There are various factors making it difficult for DBS devices to stimulate and sense simultaneously, say the researchers. Among the first being, stimulation artifact’s frequency signature that sometimes can overlap with the brain signal. Hence, simply cutting out frequency bands for eliminating artifacts could even eliminate important signals. For eliminating this artifact and leaving intact the other data, artifact’s exact waveform needs to be recognized, which presents additional issue. Implanted sensors of brain are typically designed to function on least power, so as to rate at which sensors sample electrical signals makes for fairly low-resolution data.

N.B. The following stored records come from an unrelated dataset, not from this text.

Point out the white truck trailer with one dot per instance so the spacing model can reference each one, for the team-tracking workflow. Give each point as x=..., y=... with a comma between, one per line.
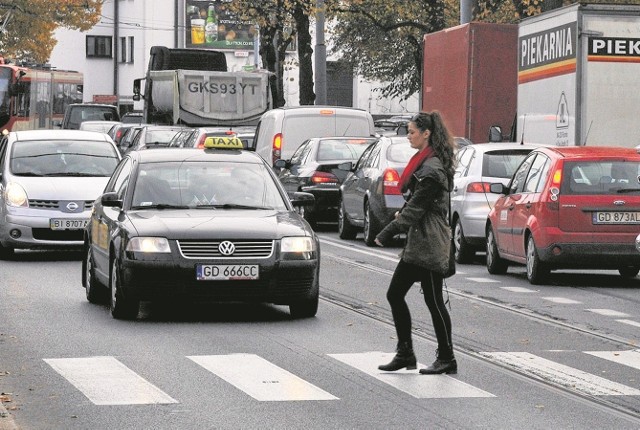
x=579, y=76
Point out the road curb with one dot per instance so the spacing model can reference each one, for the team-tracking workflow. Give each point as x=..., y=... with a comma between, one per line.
x=6, y=420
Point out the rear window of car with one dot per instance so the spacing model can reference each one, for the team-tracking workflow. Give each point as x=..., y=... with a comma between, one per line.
x=502, y=164
x=400, y=151
x=600, y=177
x=342, y=149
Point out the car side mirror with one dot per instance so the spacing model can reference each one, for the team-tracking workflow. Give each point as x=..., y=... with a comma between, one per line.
x=301, y=198
x=498, y=188
x=111, y=200
x=346, y=166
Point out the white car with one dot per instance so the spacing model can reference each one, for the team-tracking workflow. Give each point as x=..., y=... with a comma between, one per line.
x=49, y=180
x=479, y=165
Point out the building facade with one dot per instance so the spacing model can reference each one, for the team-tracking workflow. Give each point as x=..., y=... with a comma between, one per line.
x=116, y=51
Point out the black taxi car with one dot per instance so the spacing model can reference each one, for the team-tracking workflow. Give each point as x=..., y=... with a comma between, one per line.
x=208, y=225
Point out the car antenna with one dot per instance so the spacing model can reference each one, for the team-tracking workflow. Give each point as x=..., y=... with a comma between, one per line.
x=587, y=135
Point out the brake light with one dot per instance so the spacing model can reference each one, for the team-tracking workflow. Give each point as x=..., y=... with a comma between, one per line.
x=276, y=147
x=324, y=178
x=479, y=187
x=390, y=180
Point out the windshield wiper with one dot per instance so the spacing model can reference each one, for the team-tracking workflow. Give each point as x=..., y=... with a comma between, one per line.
x=160, y=206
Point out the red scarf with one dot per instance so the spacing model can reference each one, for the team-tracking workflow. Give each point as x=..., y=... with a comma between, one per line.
x=415, y=162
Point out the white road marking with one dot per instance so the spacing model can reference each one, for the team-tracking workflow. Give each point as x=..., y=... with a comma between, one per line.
x=410, y=381
x=484, y=280
x=608, y=312
x=629, y=358
x=557, y=373
x=562, y=300
x=630, y=322
x=106, y=381
x=519, y=289
x=259, y=378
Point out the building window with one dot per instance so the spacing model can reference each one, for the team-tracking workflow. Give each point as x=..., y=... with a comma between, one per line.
x=130, y=51
x=123, y=49
x=99, y=47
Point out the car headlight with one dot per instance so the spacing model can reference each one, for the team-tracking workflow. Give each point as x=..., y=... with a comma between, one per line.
x=297, y=248
x=16, y=196
x=149, y=245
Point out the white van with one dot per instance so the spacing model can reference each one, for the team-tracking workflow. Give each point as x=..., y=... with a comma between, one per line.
x=280, y=131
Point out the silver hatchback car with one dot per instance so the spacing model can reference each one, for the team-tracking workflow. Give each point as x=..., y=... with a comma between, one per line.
x=479, y=165
x=49, y=180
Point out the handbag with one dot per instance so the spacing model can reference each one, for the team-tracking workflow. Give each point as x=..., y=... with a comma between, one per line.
x=451, y=270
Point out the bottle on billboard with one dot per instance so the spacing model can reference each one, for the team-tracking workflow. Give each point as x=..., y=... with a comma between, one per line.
x=211, y=25
x=197, y=31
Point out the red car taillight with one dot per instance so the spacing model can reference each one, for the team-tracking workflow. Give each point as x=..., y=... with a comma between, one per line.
x=390, y=180
x=479, y=187
x=323, y=178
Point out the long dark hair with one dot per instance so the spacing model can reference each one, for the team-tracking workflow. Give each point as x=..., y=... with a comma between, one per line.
x=440, y=139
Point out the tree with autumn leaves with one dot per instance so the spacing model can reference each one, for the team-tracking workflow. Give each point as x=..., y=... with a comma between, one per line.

In a range of computer simulations and lab experiments, the team demonstrated that this algorithm outperforms several other techniques within its ability for separating signals from artifact. Researchers even used their algorithm on data that was previously collected from animals and human models for demonstrating that they accurately could identify artifacts along with removing them. Other advantage, according to the researchers, is that their algorithm isn't computationally costly. It can potentially function on present DBS devices in real time.